Come prevenire o eliminare i capillari rotti

Come prevenire o eliminare i capillari rotti Rimedi

I capillari rotti sono piccole vene filiformi sulla superficie della pelle. Quando le pareti di questi vasi sanguigni si allargano e si restringono all’improvviso, possono diventare permanentemente danneggiate e dilatate, rendendole più visibili. Quando non guariscono correttamente, possono apparire come piccole macchie di sangue o come sottili rami d’albero.

Cosa li causa?

I capillari si rompono per una serie di motivi: predisposizione genetica, danni provocati dal sole, traumi alla pelle e invecchiamento. Spesso, i genitori che presentano una carnagione rubiconda (causata da più vasi vicini alla pelle) la trasmettono ai figli.

Questa condizione è causata da anni di esposizione al sole, con i capillari che si possono danneggiare.
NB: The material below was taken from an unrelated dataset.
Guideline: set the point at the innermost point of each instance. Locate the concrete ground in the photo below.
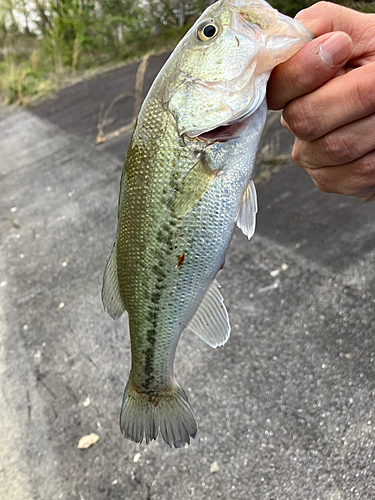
(285, 409)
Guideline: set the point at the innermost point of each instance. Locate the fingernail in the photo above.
(336, 50)
(285, 125)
Perché? A causa dell’aumento dei raggi ultravioletti nel derma, con la fibra di elastina che si indebolisce e, di conseguenza, i vasi sanguigni migrano più vicino alla pelle, diventando più superficiali e più visibili.
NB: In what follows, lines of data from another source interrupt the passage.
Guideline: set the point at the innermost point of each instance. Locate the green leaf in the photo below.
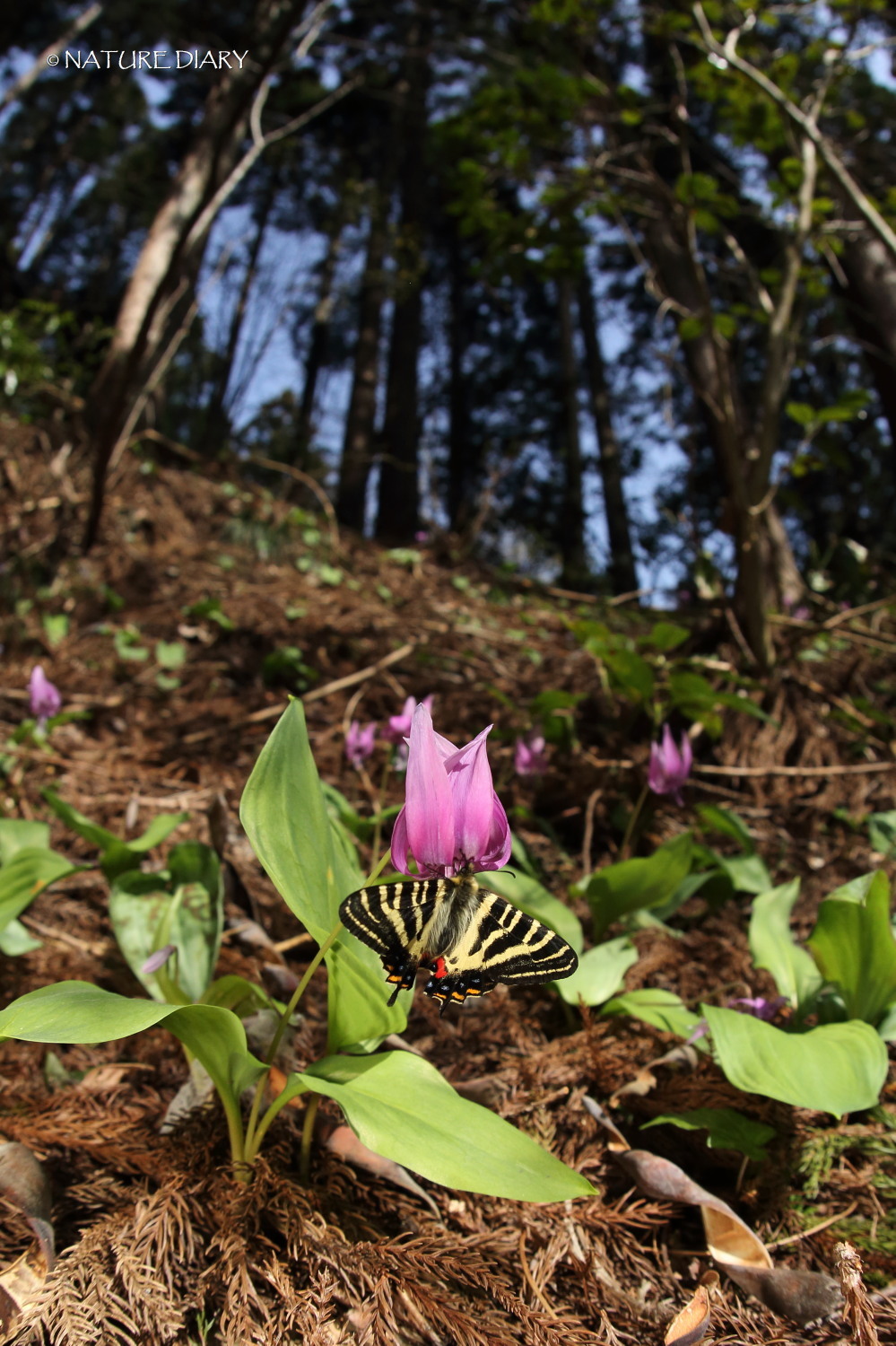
(726, 1130)
(29, 872)
(285, 818)
(855, 949)
(837, 1068)
(171, 654)
(716, 818)
(661, 1010)
(666, 635)
(772, 947)
(747, 872)
(15, 940)
(16, 834)
(400, 1106)
(600, 972)
(631, 885)
(75, 1011)
(882, 832)
(535, 901)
Le persone con la rosacea, una condizione in cui la pelle è rossastra e arrossata, hanno maggiori probabilità di sperimentare le vene varicose. Il corpo percepisce la rosacea come danno e innesca l’infiammazione per cercare di guarirla, con la stessa che diventa poi problematica. Invecchiando, la pelle fa più fatica a riprendersi da queste piccoli danni.

Come prevenire i capillari rotti

Se è una questione prettamente genetica, prevenirli o porre rimedio è impossibile. In altre circostanze, il modo migliore per evitarli è capire le cause. Traumi cutanei ripetuti, derivanti da lavaggio aggressivo ed esfoliante, oltre a fattori ambientali, come scottature solari, vento caldo e temperature estreme, contribuiscono in modo netto ai capillari rotti.

Proteggere la pelle dai danni ambientali

L’infiammazione può esacerbare la rosacea, aumentando le probabilità di avere capillari visibili e rotti, o una carnagione rossastra. Gli esperti concordano sul fatto che il modo migliore per tenere sotto controllo la rosacea è l’uso quotidiano di creme idratanti e creme solari.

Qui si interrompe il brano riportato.